无数个重复的噩梦终于将她惊醒,她仿佛回到了那段被魇热症折磨的日子里。
醒后入眼的并不是透过车窗照进车内的闪烁星辰,而是一个静默无声的人影,和一双在黑夜里依然明亮的金色眼睛。
此时那双眼睛的主人正一语不发地看着自己,在微微有些颠簸的马车内宛若一尊静立的塑像。
昆图斯最终还是在麦瑟斯那恨铁不成钢的嘲笑声中进入了车厢,他知道今天东方姑娘很不开心,虽然这种情况下他才是更应该不开心的那个。
两人相顾无言地对坐了一会,最终却是舒徽妜先开了口:“抱歉,你还好吗?路上没有遇到那些半人马吧?”

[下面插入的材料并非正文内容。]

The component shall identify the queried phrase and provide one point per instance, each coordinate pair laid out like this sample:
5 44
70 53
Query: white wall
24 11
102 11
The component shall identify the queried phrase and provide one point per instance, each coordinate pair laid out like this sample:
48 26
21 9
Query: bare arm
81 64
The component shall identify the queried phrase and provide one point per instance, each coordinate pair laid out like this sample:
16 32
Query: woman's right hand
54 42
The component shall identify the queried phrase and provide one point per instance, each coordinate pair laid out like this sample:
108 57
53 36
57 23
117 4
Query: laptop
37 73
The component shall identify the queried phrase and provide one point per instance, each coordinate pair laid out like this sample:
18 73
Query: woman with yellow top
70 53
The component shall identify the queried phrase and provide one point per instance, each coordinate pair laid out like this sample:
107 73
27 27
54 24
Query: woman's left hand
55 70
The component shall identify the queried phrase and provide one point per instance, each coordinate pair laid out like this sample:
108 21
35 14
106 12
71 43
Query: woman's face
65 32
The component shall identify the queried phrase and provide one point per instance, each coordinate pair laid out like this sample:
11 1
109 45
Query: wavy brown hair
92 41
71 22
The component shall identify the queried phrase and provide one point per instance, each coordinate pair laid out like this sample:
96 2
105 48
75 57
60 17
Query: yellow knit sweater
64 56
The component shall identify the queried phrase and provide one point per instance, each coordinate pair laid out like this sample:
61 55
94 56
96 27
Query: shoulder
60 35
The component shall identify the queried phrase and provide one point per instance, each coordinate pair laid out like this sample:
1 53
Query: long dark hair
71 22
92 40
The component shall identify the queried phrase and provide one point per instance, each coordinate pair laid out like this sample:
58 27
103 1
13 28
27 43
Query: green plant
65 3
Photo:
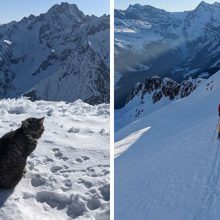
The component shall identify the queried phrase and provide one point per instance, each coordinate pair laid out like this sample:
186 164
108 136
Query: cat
15 147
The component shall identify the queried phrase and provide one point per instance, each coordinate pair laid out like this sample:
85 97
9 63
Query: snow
8 42
171 169
68 174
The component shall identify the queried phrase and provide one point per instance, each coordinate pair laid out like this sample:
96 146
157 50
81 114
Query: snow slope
68 174
169 163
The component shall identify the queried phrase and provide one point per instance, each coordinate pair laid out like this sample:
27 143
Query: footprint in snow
86 183
58 154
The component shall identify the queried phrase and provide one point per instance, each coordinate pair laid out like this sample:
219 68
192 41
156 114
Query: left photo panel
54 110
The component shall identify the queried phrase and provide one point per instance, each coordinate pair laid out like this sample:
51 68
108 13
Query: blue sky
169 5
17 9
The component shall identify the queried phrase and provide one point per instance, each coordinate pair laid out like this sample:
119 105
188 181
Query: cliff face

她没有问他之前去了哪里,反而暗自希望他不要提起那些事。
昆图斯看了她半晌,并没有理会她的问题,只是问道:“你怎么了?”
麦瑟斯说她在人马来袭的时候独自骑马丢下他们逃跑了,他当然不会相信麦瑟斯的鬼话,后来科德林也解释过,她是为了救他而惊动了人马,不想造成更大的混乱不得已才独自离开。

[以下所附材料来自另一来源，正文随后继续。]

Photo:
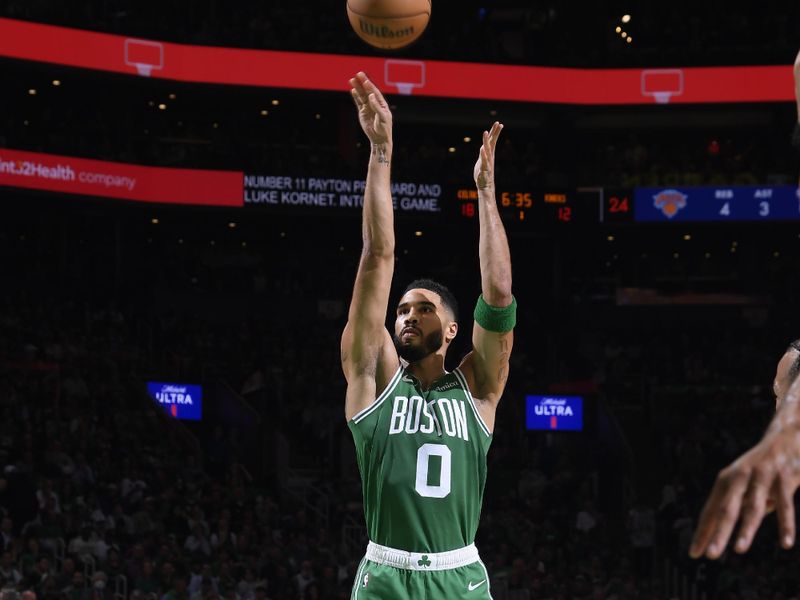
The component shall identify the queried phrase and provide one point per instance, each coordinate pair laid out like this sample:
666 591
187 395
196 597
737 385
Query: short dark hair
794 370
448 299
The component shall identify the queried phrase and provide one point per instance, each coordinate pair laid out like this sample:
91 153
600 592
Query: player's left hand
484 167
762 479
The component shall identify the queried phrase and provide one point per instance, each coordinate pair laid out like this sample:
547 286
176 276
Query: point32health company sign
179 400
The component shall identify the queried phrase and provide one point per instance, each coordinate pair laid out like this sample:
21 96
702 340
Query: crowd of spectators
506 32
103 499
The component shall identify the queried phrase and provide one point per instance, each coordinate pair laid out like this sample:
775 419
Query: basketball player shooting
422 433
763 479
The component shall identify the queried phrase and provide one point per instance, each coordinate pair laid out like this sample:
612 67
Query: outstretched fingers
753 509
785 507
719 515
370 87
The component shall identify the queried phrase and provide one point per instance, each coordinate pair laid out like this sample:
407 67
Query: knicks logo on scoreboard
670 202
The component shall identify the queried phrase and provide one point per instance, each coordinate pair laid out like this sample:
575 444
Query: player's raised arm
368 355
762 479
495 313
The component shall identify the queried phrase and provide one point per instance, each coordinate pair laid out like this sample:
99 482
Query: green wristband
495 318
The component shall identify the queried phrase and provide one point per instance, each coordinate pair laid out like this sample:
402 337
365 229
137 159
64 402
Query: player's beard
415 353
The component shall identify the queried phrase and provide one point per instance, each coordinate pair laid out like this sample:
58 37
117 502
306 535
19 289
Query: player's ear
451 331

可在这种情况下她独自脱离这边有战斗力的人,没有留下一点音信地离开,是十分危险的行为,虽然他还没有担心太久她就回来了,可这种举动还是会让他生气。
按照往常,她会第一时间充满歉意地跟他说对不起,然后安慰安慰他,再拉着他询问一番今天发生的事,一切就算结束了。
但她今天的样子却有些反常,是在看到地上的战利品之后才这样的,可他知道她早就已经不怕那些血淋淋的怪物尸体了。
舒徽妜借着月光看清了昆图斯的脸,他不是梦里那个冷漠的屠龙者,而是一个关心自己,想要解决问题却不得要领的少年。
只是正因为她能理解他,所以有些话她根本说不出口,如果她真的觉得他就是一个为了利益可以出卖良知的杀手,她大可以大大方方地说出对他的不满,可她知道他不是,所以她什么都说不出来,最终只能将所有事情都默默咽进肚子里。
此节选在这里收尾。